En réponse, Jean-Yves Le Drian, ministre de la Défense reconnaît clairement les errements du passé: "la souplesse adoptée dans l'application de ce dispositif a en effet pu conduire par le passé à certaines dérives". Dans la foulée, il annonce donc plusieurs mesures pour "limiter les tentatives de fraudes".Ainsi, désormais, il y aura dans chaque base militaire un personnel en charge des "changements de résidence". Il aura la responsabilité de vérifier que les devis fournis sont conformes. Pour cela, le ministère va définir -ce qui n'existait pas jusqu'à présent dans l'armée (!)- un coût moyen par M3 et par destination. Les devis dépassant ce coût moyen seront considérés comme litigieux et en cas de doute, un troisième devis sera demandé. Pour vérifier que les prestations de déménagements payées par le ministère sont effectivement réalisées, les contrôles de terrain vont se multiplier. Il s'agira notamment de vérifier que le mobilier effectivement transporté correspondant au cubage mentionné sur les devis.
Enfin, pour dissuader les militaires éventuellement tentés par la fraude, dés 2014, une charte sera remise à chaque personnel en mutation pour l'avertir des sanctions encourues.

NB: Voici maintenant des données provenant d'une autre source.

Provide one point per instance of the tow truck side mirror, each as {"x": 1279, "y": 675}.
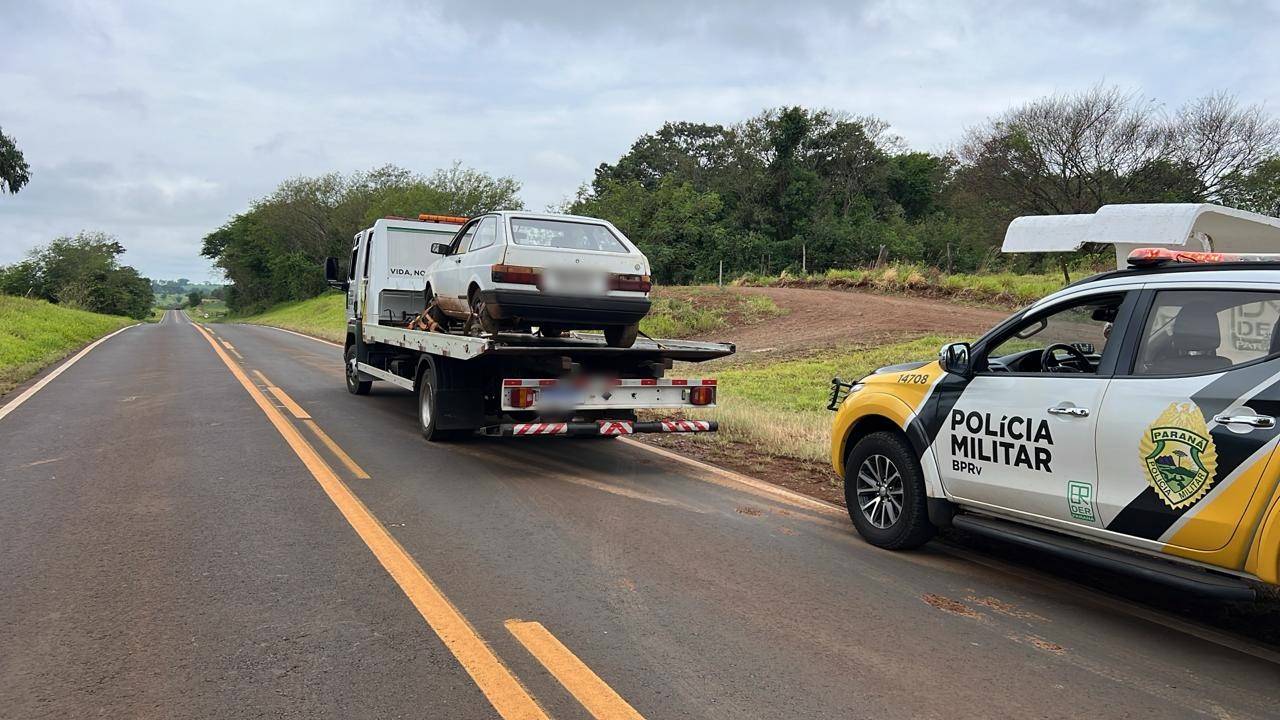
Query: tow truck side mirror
{"x": 332, "y": 277}
{"x": 955, "y": 358}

Pourquoi ces nouvelles règles?
C'est en août 2012, que l'affaire a éclaté, avec la plainte d'un déménageur de Castelnaudary, dans l'Aude. A l'époque, il dénonce une vaste arnaque à laquelle il a refusé de prendre part: en résumé, certains déménageurs peu scrupuleux établissent des devis surgonflés. L'armée paye les déménagements, mais une partie de l'argent versée aux déménageurs revient en réalité aux militaires sous forme de rétro-commissions, de "cadeaux" et autres petites attentions parfaitement illégales.Un juge d'instruction du pôle économique et financier de Marseille a d'ailleurs ouvert un dossier sur ce type de pratiques dans les Bouches du Rhône.

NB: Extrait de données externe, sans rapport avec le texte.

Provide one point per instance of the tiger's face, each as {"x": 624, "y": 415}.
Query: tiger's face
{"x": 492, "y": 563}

En juin dernier, l'inspection générale de la gendarmerie nationale (IGGN) avait mené une enquête en Nouvelle-Calédonie sur ces pratiques douteuses.
Un témoignage stupéfiant
A l'époque, Nouvelle Calédonie 1ère avait recueilli un témoignage assez stupéfiant sur les pratiques dans la gendarmerie et l'armée.Regardez le reportage de Sylvain Duchampt, Cédric Michaut et Christian Favennec:
Des pratiques qui coûtent cher à l'Etat!
Le ministère de la Défense ne donne aucun chiffre sur les surcoûts induits avec cette arnaque. Mais ce simple exemple donné aujourd'hui par le quotidien régional L'Indépendant, donne une idée de l'ampleur de la fraude: le coût d'un déménagement moyen pour un militiare du rang entre le département de l'Aude et la Guyane est d'environ 2 700 euros. Or, certains devis acceptés par l'Armée dépassaient les... 8.000 euros. Pour les officiers, qui ont droit à un cubage plus important, la facture peut grimper jusqu'à 22.000 euros.
Sachant qu'environ 40.000 militaires déménagent chaque année entre l'hexagone et l'outre-mer, ou vice versa, le surcoût pourrait s'avérer vertigineux.
Le plus étonnant est que dans les mesures annoncées pour tenter d'instaurer des garde-fous, le ministère de la Défense ne fixe toujours pas de plafond de coût pour les déménagements des militaires Outre-mer. Les autorités fixent uniquement des limitations de volume.